O teórico Juan José Saer postula que a literatura é ficção; isto é, que tudo que lemos como literatura não tem referência direta ao mundo real; o literário só existe em relação ao texto em que aparece. Mas a literatura, por paradoxal que seja, é profundamente verdadeira: a sua autenticidade é reconhecer-se como ficção e falar do real a partir daí (?). Saer também afirma, “que a verdade não é necessariamente o oposto da ficção”, e que quando optamos pela prática da ficção, não o fazemos com o propósito sombrio de distorcer a verdade. Quanto à dependência hierárquica entre verdade e ficção, segundo a qual a primeira teria uma positividade maior que a segunda, é claro que, no nível que nos interessa, “uma mera fantasia moral”.

O fenómeno literário sempre esteve em constante evolução e transformação, de modo que o critério de uma obra pertencente à literatura pode variar ao longo da história, uma vez que o conceito de “arte literária” varia.

Deste ponto de vista, a literatura é uma arte. É uma actividade com raízes artísticas que usa a linguagem como meio, a palavra que se torna viva através da escrita. É, portanto, uma atividade que não discrimina gênero, motivos ou assunto.

Barthes: a literatura como prática de escritaEditar

Para Barthes, a literatura não é um corpus de obras, nem é uma categoria intelectual, mas uma prática de escrita. Como escrita ou como texto, a literatura está fora do poder porque nela ocorre um deslocamento da linguagem, em que três poderes têm efeito: a matemática, a mimese, a semiose. Como a literatura é uma soma de conhecimentos, cada conhecimento tem um lugar indirecto que torna possível um diálogo com o seu tempo. Como na ciência, em cujos interstícios a literatura funciona, sempre atrás ou à frente: “A ciência é vasta, a vida é sutil, e é para corrigir esta distância que nos interessa a literatura”.
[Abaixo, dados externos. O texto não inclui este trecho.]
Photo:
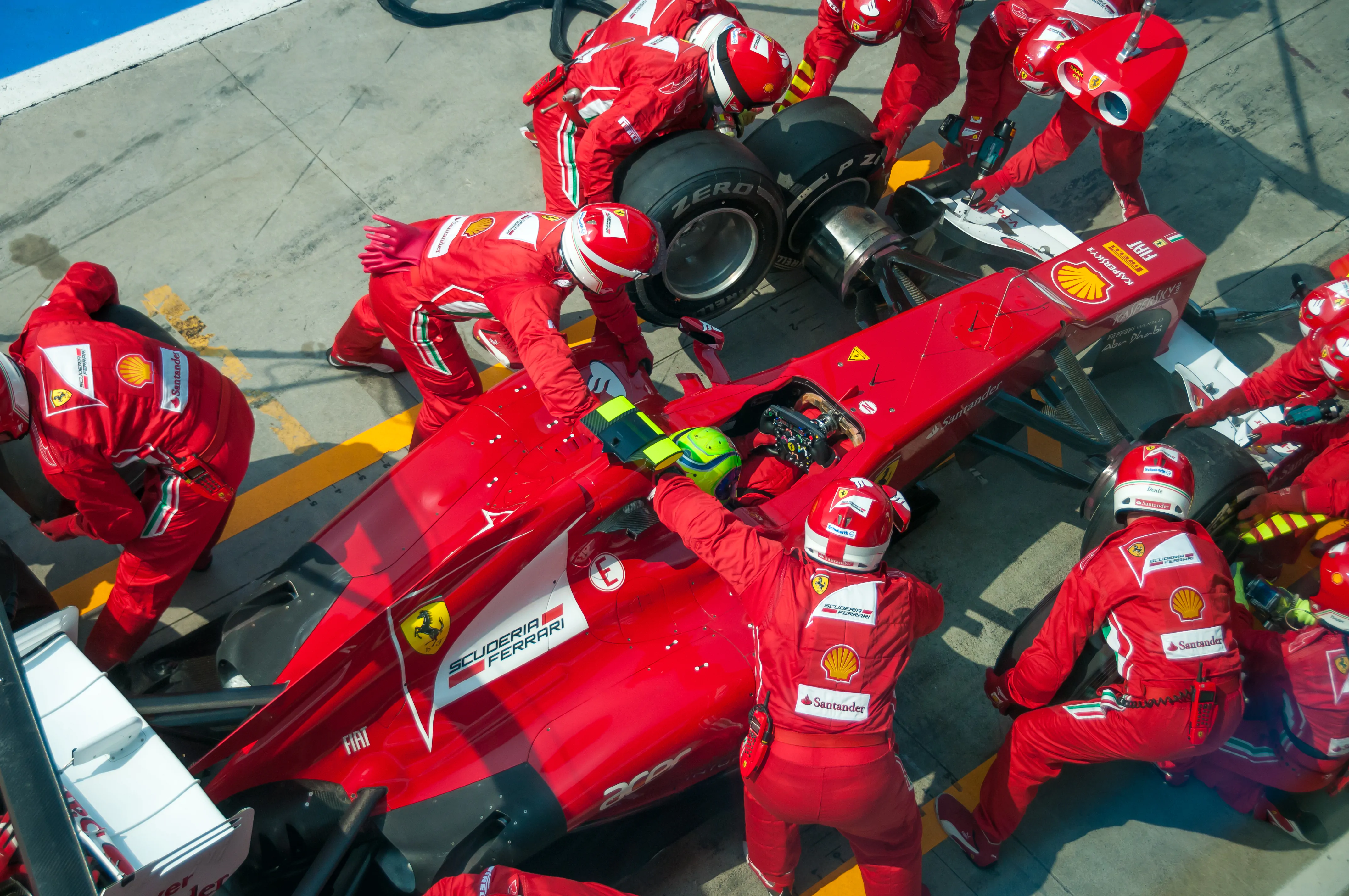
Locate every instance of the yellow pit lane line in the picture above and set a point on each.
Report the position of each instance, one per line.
(311, 477)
Por outro lado, o conhecimento que a literatura mobiliza não é completo nem final. A literatura só diz que sabe algo, é a grande argamassa da linguagem, onde se reproduz a diversidade dos sócilectos, constituindo uma linguagem limite ou grau zero, conseguindo da literatura, do exercício da escrita, uma reflexão infinita, um acto de sinais.
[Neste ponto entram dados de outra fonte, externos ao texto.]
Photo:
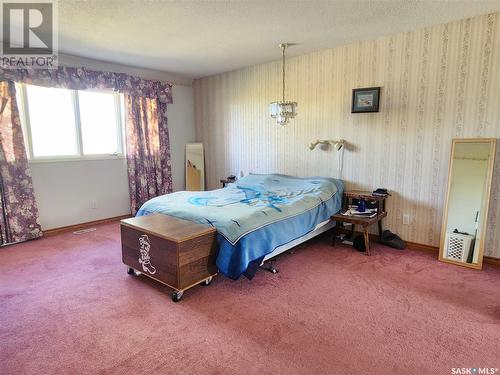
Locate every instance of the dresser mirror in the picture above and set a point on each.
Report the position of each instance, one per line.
(467, 201)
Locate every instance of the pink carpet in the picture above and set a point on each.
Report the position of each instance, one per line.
(67, 306)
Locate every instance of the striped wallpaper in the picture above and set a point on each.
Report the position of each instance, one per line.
(437, 83)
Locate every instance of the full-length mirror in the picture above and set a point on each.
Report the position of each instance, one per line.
(466, 209)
Tzvetan Todorov: Início de uma categorização modernaEditar

Estudar a literaridade e não a literatura, assinalou o aparecimento da primeira tendência moderna nos estudos literários: o chamado formalismo russo. Este grupo de intelectuais, redefinindo o objecto de pesquisa, não teve como objectivo substituir a abordagem transcendental. Ao invés disso, estudaria, não a obra, mas as virtualidades do discurso literário que o tornaram possível. Desta forma, os estudos literários poderiam tornar-se uma ciência da literatura tal como a conhecemos hoje.
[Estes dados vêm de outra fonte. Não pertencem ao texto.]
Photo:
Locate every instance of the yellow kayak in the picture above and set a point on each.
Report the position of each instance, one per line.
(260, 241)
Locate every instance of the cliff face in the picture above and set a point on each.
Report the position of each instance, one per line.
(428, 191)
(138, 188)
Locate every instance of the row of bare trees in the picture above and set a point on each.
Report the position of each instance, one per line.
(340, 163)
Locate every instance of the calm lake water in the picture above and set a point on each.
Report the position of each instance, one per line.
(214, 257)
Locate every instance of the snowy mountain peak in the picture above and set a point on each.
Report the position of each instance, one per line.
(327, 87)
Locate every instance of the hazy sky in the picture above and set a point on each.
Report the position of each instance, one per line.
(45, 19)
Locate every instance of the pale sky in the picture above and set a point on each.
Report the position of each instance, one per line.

Meaning and interpretation:Para ter acesso ao discurso literário, devemos apreendê-lo nas obras concretas. Dois aspectos são então definidos: significado e interpretação. Significado é a possibilidade de entrar em correlação com outros elementos desse mesmo trabalho e na sua totalidade. Por outro lado, a interpretação é diferente, dependendo da personalidade do crítico e da sua posição ideológica, também varia de acordo com o tempo e o contexto de produção da obra, ou seja, o elemento é incluído num sistema, que não é o da obra, mas o do crítico-leitor.

M. A. Garrido Gallardo: O termo “literatura “Editar

Na esteira de Barthes e Todorov, Garrido Gallardo actualiza a definição do termo: Arte da palavra em oposição às outras artes (pintura, música, etc.). Hoje, este é o seu forte sentido, que nasceu no final do século XVIII e está consagrado na obra de Mme De Staël, De la Littérature (1800). 2. a arte da palavra em oposição aos usos funcionais da linguagem. Corresponde à demarcação entre a escrita criativa (“poesia” no sentido etimológico) e outros escritos que reivindicam um estatuto distinto como científicos. No sentido estrito do trabalho criativo com a linguagem, o termo literatura é a palavra dos séculos XIX e XX para esta realidade. Costumava chamar-se poesia. A sua continuação no mundo cibernético do século XXI é chamada ciberliterária e já não é literatura: tem condições comunicativas diferentes. Em todo o caso, a literatura ainda hoje é um fenómeno cultural muito importante, porque mantém os materiais da “poesia” em estado de vigília e sobrevive e continua, lado a lado com a “ciberliteratura”, num estado de boa saúde.